A child abduction can occur any time or any place, regardless of age, race, or gender. The first line of defense is education and awareness. Unfortunately, it is not realistic to believe that we can watch our children all of the time. Children must be educated and empowered so they will not become victims. As parents/guardians and care providers, you are in a position to provide that empowerment.
It is important to discuss abduction in a way that is serious, yet not too frightening for children. The following tips are designed to help parents/guardians and care providers teach their children how to be safe. These tips cover the basics and should be reviewed often with children; once a year is not enough.
- Teach and explain. Start by teaching your child that a stranger is someone they and you don’t know very well. Make sure your child knows to always have your permission before going anywhere. It’s also important to let your child know the reason why you are talking about this: it’s for their safety.
- Communicate. Keep communication lines open with your child and let them know your expectations. Ask, “Where are you going? Who are you going with? When will you be back?” Have your child call you when they arrive and before they leave. And, it’s equally important to let your child know why you’re asking these questions and establishing these expectations; it’s for their safety.

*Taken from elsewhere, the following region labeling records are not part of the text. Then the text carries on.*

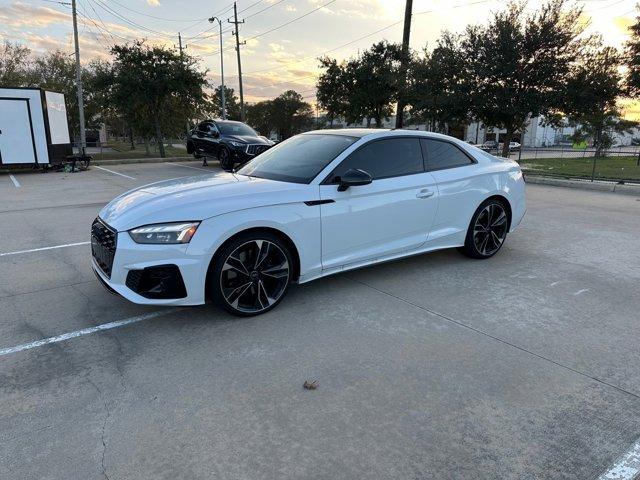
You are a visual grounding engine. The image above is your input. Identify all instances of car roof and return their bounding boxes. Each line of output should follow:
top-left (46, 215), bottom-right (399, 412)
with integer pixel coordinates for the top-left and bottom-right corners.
top-left (302, 128), bottom-right (464, 143)
top-left (303, 128), bottom-right (391, 138)
top-left (207, 118), bottom-right (246, 125)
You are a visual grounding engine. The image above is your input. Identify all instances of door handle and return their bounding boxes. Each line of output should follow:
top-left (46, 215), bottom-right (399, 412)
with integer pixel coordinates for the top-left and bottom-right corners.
top-left (416, 188), bottom-right (435, 198)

- Practice: yell, kick, and scream. While this may seem obvious, many children freeze when they are grabbed. Let your child know that they should immediately start yelling, kicking, and screaming if they are grabbed. Children can make a potential abductor panic and flee by screaming at the top of their lungs, “Help! I am being kidnapped! HELP!!!” This will quickly draw attention to the attempted abduction.
- Memorize phone number(s) and address. Make sure your child knows their area code and phone number as well as their address. Additionally, make sure your child knows how and when to call 9-1-1.
- Promote the use of the “buddy system.” Encourage your child to use the buddy system and to watch out for each other. Teach children to walk on sidewalks as far away from the curb as possible against the flow of traffic so they can see who is approaching. This will make it more difficult for them to be surprised by a stranger.
- Warn of lure tactics. Teach your child how to detect and avoid “lure” conversation with strangers and run to a safe place. Some abductors/molesters tell children they are cute and want to take their picture; they have a toy or candy for them; have lost their puppy and need help; or, offer money for helping put something in their car. Children should know never to take candy or gifts from a stranger. Teach your child that adults do not usually ask children for directions. If someone in a car should stop and ask for directions, the child should not go near the car. Make certain your child knows when they hear these things from a stranger, they need to run fast to a safe place.
- Show your child where safe places are located and how to recognize trusted adults. Teach your child to look for a safe place or a trusted adult if they are lost or separated from you. In your neighborhood, this may be the home of a trusted friend, the local sheriff/police station, or fire house. In a more public location, this may be a cashier, ticket booth, or security booth. Tell children to trust their instincts, “If you think something’s wrong with someone you meet, run away.”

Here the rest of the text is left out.